Uğur Dündar ve Tuncay Mollaveisoğlu''nun o dönemde ıskaladığı sorgulamaları gereken şey "Rüzgarsız havada dönen fırıldağın mutlaka bir üfleyeni vardır..." gerçeği olmalıydı...

Belki de bunu sormadıkları için bugün bu tartışmaların içine düştüler.

Gizli bir finansör, kendi söylemedikten sonra ve açık vermedikten sonra nasıl ortaya çıkar ki…

Anlaşılan o ki, gazeteciler yayın politikası çerçevesinde finansörün istediklerinin dışında bağımsız yayın yapmışlar, finansör de yayına karışmış; o da, parayı kesmiş ve işten çıkartmış insanları...

Nöbetçi Genel yayın Yönetmeni Can Dündar’ı getirmişler bu arkadaşların yerine…

Böylece gerçek patron, yani “Yönetimde yokum emme ipler benim elimde çünkü para bende...” diyen patron ortaya çıkmış…

Şimdilik durum böyle anlaşılıyor.

E bu durumda tarafların birbirlerini suçlaması da çok anlamsız kalıyor..
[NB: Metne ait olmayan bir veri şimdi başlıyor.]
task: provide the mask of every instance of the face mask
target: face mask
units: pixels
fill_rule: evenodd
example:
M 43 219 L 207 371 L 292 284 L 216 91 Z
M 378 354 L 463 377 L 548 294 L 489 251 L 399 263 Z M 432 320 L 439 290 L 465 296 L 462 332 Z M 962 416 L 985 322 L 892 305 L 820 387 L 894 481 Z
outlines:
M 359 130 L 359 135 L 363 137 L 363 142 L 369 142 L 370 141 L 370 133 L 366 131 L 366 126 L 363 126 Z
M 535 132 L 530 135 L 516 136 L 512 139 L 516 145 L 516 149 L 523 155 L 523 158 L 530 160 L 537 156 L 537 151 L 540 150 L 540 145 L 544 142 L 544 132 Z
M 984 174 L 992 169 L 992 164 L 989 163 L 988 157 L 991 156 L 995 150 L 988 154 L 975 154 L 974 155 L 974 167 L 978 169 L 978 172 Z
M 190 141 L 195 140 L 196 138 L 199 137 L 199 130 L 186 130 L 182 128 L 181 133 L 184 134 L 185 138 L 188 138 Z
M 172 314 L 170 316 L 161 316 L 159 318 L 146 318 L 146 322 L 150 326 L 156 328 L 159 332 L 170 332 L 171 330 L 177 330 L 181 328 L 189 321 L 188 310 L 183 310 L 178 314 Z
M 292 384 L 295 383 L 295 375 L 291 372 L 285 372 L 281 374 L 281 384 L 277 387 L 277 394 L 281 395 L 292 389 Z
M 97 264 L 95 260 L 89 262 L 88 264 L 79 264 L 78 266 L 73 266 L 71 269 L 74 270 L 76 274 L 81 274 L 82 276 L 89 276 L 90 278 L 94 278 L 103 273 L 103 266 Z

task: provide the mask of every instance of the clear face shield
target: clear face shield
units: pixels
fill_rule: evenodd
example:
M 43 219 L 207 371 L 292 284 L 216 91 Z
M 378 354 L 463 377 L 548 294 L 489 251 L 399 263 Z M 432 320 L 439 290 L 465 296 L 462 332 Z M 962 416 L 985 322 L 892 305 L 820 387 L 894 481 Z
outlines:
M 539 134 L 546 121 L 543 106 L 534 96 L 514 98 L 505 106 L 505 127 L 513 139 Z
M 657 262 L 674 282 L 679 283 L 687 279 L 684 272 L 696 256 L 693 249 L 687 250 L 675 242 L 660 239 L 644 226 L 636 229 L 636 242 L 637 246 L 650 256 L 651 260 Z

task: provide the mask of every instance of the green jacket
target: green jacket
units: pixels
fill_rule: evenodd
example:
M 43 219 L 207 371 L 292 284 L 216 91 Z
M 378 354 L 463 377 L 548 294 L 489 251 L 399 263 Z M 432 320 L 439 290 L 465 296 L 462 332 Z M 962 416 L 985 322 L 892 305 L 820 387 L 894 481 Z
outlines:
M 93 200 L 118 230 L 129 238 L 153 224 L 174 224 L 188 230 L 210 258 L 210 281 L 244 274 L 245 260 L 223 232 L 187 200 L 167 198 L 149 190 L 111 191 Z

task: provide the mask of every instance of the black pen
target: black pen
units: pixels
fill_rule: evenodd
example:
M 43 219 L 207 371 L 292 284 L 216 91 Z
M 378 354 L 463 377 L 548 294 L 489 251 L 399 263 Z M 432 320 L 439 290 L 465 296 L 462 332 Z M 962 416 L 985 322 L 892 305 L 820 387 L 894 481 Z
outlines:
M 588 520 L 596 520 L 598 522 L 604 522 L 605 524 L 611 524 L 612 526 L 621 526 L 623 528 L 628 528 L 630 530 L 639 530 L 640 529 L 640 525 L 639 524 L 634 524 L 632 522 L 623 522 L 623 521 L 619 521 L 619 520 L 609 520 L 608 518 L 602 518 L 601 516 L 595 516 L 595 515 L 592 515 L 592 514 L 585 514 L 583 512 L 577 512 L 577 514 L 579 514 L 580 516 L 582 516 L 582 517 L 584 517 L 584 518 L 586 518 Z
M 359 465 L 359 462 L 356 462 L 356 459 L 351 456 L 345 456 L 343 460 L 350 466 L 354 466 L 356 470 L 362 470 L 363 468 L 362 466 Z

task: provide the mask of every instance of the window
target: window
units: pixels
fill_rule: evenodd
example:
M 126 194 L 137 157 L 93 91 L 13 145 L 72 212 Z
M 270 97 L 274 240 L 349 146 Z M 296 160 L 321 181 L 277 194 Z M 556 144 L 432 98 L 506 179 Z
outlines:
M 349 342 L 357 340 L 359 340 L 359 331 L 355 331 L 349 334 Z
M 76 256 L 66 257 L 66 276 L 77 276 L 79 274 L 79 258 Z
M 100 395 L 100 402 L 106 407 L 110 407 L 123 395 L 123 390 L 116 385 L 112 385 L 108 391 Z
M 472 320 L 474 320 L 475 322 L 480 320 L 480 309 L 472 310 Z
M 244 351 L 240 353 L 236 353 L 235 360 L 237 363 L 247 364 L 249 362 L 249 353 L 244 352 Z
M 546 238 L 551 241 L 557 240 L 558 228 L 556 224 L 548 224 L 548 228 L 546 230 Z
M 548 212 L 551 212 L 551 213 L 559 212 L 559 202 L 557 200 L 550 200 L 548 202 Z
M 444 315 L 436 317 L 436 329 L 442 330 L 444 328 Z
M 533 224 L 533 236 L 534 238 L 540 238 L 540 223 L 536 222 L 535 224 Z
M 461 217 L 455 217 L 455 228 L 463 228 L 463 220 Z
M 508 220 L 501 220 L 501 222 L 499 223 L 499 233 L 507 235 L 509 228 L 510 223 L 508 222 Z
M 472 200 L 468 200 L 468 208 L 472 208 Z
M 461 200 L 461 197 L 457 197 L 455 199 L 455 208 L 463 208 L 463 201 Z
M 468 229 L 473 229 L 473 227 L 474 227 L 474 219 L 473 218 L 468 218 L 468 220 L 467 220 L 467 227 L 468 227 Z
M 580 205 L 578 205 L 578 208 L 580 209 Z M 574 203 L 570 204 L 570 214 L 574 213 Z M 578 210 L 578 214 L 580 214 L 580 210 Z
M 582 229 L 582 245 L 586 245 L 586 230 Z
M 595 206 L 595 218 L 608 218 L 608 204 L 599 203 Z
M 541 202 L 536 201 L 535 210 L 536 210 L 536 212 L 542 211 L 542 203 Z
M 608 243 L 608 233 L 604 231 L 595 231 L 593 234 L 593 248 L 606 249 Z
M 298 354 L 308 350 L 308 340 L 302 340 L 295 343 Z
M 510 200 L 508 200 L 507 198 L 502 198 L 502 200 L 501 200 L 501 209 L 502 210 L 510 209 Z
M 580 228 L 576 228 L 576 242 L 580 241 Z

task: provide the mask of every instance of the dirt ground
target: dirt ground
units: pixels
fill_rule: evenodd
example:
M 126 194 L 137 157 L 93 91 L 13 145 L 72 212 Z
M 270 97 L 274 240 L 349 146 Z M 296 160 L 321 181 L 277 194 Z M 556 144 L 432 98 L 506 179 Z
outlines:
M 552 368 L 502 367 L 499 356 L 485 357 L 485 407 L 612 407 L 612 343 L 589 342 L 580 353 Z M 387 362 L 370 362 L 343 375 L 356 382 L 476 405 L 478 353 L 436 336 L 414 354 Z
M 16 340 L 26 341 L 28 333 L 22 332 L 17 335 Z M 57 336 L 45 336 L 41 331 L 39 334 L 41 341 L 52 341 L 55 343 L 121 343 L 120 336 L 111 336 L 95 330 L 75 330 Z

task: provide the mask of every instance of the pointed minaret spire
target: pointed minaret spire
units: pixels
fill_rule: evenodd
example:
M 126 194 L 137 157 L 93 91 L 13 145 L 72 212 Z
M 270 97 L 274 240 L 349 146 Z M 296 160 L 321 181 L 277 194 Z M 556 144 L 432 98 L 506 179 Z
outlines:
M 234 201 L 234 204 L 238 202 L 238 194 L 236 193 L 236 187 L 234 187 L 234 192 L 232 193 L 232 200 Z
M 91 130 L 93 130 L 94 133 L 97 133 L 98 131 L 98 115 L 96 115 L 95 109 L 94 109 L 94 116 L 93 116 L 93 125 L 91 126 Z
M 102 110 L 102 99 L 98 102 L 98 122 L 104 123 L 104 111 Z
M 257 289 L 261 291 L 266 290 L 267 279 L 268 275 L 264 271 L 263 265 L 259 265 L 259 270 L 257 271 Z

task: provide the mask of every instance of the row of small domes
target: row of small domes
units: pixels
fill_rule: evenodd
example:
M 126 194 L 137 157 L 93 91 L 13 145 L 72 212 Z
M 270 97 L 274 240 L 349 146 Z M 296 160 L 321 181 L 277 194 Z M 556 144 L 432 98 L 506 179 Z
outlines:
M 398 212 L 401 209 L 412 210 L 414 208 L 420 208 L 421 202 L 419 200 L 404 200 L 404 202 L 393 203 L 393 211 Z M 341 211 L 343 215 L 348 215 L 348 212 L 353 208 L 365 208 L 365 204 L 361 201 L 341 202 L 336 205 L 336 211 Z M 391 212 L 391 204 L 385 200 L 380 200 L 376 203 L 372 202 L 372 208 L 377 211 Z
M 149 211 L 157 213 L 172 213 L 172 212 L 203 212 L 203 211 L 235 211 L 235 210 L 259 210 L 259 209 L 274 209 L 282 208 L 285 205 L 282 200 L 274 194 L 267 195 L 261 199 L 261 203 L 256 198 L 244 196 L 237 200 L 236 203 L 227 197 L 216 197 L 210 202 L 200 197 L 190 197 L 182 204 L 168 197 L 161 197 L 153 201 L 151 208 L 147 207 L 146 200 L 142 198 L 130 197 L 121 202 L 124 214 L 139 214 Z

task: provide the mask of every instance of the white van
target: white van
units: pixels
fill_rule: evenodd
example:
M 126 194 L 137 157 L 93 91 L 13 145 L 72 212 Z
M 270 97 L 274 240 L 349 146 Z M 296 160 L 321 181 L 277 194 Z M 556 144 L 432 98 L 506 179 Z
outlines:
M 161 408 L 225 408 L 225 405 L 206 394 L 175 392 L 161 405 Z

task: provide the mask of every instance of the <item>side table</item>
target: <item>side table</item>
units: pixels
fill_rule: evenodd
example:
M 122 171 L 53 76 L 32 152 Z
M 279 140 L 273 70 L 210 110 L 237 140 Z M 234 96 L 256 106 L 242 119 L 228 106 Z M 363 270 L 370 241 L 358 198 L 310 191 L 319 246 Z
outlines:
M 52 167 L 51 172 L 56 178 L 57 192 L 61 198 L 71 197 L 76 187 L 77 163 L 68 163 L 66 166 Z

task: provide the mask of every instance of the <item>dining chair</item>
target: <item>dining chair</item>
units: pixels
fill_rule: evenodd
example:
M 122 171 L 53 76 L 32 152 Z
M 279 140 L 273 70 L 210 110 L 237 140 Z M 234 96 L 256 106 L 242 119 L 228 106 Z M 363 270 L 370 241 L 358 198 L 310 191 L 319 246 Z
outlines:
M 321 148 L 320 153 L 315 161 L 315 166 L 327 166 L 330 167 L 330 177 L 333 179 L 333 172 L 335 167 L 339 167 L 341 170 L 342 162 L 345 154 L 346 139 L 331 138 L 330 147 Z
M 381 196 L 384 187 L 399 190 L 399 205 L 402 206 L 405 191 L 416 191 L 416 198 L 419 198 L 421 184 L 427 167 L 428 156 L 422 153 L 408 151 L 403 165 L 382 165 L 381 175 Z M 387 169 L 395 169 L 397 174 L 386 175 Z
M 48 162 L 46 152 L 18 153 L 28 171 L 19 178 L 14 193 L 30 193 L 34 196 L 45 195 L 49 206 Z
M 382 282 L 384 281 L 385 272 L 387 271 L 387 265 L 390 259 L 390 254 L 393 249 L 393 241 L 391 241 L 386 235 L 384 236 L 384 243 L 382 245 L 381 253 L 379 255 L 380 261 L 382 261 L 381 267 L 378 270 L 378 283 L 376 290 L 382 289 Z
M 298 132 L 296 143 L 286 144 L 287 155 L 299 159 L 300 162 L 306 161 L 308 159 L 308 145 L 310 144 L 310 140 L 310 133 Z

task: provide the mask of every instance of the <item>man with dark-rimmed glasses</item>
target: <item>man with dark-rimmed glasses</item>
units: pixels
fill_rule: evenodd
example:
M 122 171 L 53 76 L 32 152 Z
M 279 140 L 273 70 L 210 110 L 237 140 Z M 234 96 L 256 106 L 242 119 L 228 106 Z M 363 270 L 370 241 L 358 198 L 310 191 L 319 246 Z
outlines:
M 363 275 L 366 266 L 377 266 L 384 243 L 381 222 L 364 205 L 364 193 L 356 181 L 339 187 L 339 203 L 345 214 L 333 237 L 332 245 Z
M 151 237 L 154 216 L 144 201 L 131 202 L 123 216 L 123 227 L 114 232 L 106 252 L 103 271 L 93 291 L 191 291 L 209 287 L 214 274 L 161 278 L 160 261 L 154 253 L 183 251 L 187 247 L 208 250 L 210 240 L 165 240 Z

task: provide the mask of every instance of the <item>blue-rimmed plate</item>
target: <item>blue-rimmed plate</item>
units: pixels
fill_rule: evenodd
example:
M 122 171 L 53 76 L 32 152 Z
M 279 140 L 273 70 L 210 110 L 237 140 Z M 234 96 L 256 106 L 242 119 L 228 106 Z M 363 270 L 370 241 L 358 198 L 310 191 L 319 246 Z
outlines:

Neyse durumu bir kez daha özetlemek gerekirse yaşanan gelişmeler şöyleydi:

Yılmaz Özdil önceki gün sosyal medya hesabından yaptığı paylaşımda, Artı 1 TV’yi Sezgin Baran Korkmaz’ın kurdurduğunu iddia etti. Özdil paylaşımında ABD’deki iddianamede bu konu ve bazı gazetecilerin isimlerinin yazdığını ifade ederken “Dürüst ve güvenilir (!) araştırmacı gazeteciler niye bu mevzudan hiç bahsetmiyor diye soruyorum?” ifadelerini kullanmıştı.

“ÖZDİL CENAZEME GELMESİN”

Bu açıklamalar üzerine ise Uğur Dündar, Özdil’e çok sert cevap vermişti. “Yılmaz Özdil benim cenazeme gelmesin” diyen Dündar, “Sen benim ne kadar namuslu olduğumu bilen bu ülkedeki iki üç insandan birisin. Birisi Müjdat Gezen’dir, İkincisi sensin. Sana kardeşim dedim. Sen nasıl olur da ‘değerli ağabeyim’ dediğin, yere göğe sığdıramadığın bir insana ima yollu dahi olsa çamur atmaya yeltenirsin. Biri bana Yılmaz Özdil’i sorsa ‘Yılmaz pis bir işe bulaşmaz’ derim… Yılmaz’a da yazıklar olsun… Bitti benim için artık. Çok namuslu bir iş yapmışız, tebrik etmesi gerekirken imalı çamur. Yazıklar olsun.” ifadelerini kullanmıştı.

SÜRECİ ANLATTI

Cumhuriyet gazetesi yazarı Tuncay Mollavesioğlu, “Artı1 TV’nin birinci elden hikayesi” başlıklı köşe yazısında kanaldaki süreci anlattı.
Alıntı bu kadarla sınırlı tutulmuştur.